Assuming you want the shallowest directories that don't contain (at any level) non-directory files not older than 180 days (if both ./a/b and ./a don't contain recent files, only report ./a as ./a/b is part of that), that would be a variation on Listing only shallowest directories containing no files, all the way down, so you could use the same approach as my answer there if on a GNU system:

find . -type d -print0 -o -mtime -180 -printf 'f/%h\0' |
  LC_ALL=C sort -zru |
  LC_ALL=C awk -F/ -v RS='\0' '
    function parent(path) {
      sub("/[^/]*$", "", path)
      return path
    }
    $1 == "f" {
      sep = path = ""
      for (i = 2; i <= NF; i++) {
        black[path = path sep $i]
        sep = FS
      }
      next
    }
    ! ($0 in black) && ($0 == "." || parent($0) in black)'

Where instead of painting black the directories that have any non-directory file, we paint black the ones that have any non-directory file not older than 180 days.

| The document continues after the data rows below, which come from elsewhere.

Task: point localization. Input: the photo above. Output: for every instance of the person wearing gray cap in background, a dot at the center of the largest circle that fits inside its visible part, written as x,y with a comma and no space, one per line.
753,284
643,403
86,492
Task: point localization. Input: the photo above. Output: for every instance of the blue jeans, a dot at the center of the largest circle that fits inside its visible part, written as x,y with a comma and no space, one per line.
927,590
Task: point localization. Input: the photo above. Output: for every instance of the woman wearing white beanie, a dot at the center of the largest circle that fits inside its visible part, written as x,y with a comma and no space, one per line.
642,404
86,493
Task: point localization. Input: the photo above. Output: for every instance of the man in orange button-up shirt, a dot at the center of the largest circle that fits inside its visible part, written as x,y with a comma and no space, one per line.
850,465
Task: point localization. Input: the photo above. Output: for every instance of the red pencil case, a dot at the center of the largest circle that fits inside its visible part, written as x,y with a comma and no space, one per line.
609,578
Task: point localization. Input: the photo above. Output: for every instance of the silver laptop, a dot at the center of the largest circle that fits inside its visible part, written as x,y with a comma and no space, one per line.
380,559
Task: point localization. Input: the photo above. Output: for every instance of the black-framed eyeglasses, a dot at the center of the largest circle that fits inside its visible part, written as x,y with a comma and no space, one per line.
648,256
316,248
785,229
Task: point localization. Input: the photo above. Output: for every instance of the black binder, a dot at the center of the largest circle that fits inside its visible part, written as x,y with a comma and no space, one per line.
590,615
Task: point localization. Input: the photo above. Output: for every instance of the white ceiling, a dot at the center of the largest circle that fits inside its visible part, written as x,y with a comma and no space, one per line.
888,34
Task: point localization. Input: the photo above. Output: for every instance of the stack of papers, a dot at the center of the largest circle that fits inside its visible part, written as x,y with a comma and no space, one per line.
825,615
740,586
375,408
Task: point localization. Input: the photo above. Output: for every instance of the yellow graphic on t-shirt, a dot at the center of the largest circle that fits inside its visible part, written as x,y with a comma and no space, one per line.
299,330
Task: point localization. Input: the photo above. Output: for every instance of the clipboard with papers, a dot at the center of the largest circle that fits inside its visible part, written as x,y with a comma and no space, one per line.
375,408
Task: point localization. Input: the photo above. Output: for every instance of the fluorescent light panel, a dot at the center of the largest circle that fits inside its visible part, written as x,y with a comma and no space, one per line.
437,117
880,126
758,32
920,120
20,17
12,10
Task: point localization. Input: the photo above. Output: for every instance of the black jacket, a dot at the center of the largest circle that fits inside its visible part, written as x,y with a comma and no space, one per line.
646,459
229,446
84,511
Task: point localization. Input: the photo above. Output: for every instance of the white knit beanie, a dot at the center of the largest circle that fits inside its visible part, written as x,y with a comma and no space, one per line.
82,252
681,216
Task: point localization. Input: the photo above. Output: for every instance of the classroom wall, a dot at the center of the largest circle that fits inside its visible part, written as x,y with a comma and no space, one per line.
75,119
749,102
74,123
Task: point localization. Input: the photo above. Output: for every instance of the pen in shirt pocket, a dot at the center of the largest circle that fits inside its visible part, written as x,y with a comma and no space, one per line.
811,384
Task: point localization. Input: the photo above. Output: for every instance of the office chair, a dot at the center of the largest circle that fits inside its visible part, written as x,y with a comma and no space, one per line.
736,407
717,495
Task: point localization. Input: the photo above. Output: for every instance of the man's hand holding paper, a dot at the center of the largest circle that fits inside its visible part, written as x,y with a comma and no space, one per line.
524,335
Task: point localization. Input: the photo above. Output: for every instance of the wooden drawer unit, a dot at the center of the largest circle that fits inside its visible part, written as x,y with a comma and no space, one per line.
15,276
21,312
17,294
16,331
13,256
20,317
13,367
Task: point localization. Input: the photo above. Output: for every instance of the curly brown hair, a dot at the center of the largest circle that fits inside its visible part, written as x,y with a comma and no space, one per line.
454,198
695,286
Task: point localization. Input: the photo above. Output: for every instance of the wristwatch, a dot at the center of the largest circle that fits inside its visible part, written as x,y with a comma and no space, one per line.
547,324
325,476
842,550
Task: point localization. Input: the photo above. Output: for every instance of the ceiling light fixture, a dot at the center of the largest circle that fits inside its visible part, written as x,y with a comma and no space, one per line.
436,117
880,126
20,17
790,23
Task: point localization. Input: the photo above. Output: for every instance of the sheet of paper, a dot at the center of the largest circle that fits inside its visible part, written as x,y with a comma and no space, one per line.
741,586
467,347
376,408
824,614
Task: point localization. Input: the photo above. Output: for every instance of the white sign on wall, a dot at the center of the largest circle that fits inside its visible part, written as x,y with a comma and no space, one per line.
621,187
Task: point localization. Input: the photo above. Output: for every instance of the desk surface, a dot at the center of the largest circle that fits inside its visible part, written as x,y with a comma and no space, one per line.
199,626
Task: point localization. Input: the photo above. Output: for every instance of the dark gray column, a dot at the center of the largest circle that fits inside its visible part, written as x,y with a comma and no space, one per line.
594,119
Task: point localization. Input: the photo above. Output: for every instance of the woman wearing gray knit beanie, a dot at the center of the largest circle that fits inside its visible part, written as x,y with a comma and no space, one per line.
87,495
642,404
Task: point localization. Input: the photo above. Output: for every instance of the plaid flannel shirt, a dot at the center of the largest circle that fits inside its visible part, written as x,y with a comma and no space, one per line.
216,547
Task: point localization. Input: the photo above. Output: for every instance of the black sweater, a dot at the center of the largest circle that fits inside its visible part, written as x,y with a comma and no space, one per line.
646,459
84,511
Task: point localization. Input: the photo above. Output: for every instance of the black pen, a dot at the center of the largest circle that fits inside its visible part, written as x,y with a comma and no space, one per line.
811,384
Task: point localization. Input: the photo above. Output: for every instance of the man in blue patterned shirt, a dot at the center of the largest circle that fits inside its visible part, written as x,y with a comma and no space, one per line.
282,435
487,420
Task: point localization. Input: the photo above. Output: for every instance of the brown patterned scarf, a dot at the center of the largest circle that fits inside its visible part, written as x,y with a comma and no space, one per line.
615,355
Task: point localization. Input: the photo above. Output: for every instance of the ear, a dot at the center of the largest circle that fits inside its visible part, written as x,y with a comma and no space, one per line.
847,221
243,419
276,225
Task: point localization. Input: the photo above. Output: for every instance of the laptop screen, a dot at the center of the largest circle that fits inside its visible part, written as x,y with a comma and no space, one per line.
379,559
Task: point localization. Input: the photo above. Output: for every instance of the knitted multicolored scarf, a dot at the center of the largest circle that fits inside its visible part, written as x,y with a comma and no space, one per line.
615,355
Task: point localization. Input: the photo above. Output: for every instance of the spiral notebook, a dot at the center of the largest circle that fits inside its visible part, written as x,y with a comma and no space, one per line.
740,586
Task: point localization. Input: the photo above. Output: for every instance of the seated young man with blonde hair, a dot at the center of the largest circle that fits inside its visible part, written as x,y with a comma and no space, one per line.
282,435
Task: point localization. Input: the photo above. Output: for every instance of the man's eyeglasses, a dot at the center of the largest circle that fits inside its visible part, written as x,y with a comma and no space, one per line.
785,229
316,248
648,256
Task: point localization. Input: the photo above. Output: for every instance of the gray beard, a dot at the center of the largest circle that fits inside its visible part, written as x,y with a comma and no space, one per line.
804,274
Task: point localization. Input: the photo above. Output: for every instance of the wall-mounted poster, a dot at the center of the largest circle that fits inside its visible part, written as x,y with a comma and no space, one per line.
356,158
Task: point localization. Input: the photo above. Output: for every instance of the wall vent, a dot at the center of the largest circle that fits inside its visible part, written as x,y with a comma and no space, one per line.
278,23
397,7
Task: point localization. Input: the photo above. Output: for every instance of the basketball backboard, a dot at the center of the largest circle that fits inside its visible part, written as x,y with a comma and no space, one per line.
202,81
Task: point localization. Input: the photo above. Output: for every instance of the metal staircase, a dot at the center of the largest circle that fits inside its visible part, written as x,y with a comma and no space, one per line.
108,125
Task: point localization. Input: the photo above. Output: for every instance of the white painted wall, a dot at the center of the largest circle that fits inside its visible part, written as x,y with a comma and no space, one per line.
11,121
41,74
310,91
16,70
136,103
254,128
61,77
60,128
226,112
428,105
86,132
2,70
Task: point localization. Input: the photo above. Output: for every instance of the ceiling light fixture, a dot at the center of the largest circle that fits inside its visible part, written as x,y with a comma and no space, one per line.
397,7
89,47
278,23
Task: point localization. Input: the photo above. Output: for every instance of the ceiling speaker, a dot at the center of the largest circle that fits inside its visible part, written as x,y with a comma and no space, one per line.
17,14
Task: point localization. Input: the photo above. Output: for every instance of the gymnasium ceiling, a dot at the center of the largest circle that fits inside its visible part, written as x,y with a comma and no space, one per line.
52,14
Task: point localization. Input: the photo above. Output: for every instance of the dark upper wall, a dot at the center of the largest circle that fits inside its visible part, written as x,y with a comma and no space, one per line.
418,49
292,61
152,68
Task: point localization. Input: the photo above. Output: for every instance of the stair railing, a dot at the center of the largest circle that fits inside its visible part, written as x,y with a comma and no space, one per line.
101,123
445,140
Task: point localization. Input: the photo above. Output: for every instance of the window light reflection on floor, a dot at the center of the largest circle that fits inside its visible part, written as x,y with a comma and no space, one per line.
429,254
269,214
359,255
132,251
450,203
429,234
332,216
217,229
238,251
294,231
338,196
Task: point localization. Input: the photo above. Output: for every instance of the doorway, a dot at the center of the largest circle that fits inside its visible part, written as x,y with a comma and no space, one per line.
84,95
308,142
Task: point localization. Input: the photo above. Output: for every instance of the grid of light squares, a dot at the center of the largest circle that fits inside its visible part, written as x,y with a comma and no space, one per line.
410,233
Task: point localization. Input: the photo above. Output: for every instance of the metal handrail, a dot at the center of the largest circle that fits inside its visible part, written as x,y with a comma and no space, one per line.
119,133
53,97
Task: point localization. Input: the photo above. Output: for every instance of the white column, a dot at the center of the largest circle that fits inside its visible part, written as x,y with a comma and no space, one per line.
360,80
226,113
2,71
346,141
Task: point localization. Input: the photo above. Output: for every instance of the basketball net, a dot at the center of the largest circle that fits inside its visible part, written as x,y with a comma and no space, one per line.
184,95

Or a variation which removes directories from an array when a recent file is found:

find . -type d -printf '%p/\0' -o -mtime -180 -printf '%h/f\0' |
  LC_ALL=C sort -zu |
  LC_ALL=C awk -F/ -v RS='\0' '
    function parent(path) {
      sub("[^/]+/?$", "", path)
      return path
    }
    /\/$/ {dir[$0]; next}
    {
      path = ""
      for (i = 1; i <= NF; i++)
        delete dir[path = path $i FS]
    }
    END {
      for (path in dir) if (! (parent(path) in dir)) print path
    }'

If you want both ./a and ./a/b above (not only the shallowest), it becomes simpler:

find . -type d -printf '%p/\0' -o -mtime -180 -printf '%h/f\0' |
  LC_ALL=C sort -zu |
  LC_ALL=C awk -F/ -v RS='\0' '
    /\/$/ {dir[$0]; next}
    {
      path = ""
      for (i = 1; i <= NF; i++)
        delete dir[path = path $i FS]
    }
    END {
      for (path in dir) print path
    }'

If you want to delete them, add a -v ORS='\0' to awk to print them NUL-delimited, and pipe to xargs -r0 rm -rf, but beware that if ./ is returned (if there's no recent file anywhere in the current directory), most rm implementations will refuse to do anything¹.

Since those approaches run find and traverse the whole directory tree only once, they're more efficient than more naive approaches that crawl the contents of each directory for recent files.

One such less efficient approach in zsh:

print -rC1 -- **/*(ND/^e['()(($#)) $REPLY/**/*(NDm-180Y1^/)'])

(won't include ., though you could add it to the list with {.,**/*}(...))

If it's only the subdirectories of the current directory that you want to consider, then that approach becomes more efficient (as the Y1 above stops at the first match) as well as being shorter/simpler:

print -rC1 -- *(ND/^e['()(($#)) $REPLY/**/*(NDm-180Y1^/)'])

¹ as a work around for the fact that the expansion of .* in some shells includes . and .. and could be catastrophic with rm -rf .*. The rm builtin of zsh (a shell that doesn't have that misfeature), which you enable with zmodload zsh/files, will accept rm -rf ./ and empty the current working directory.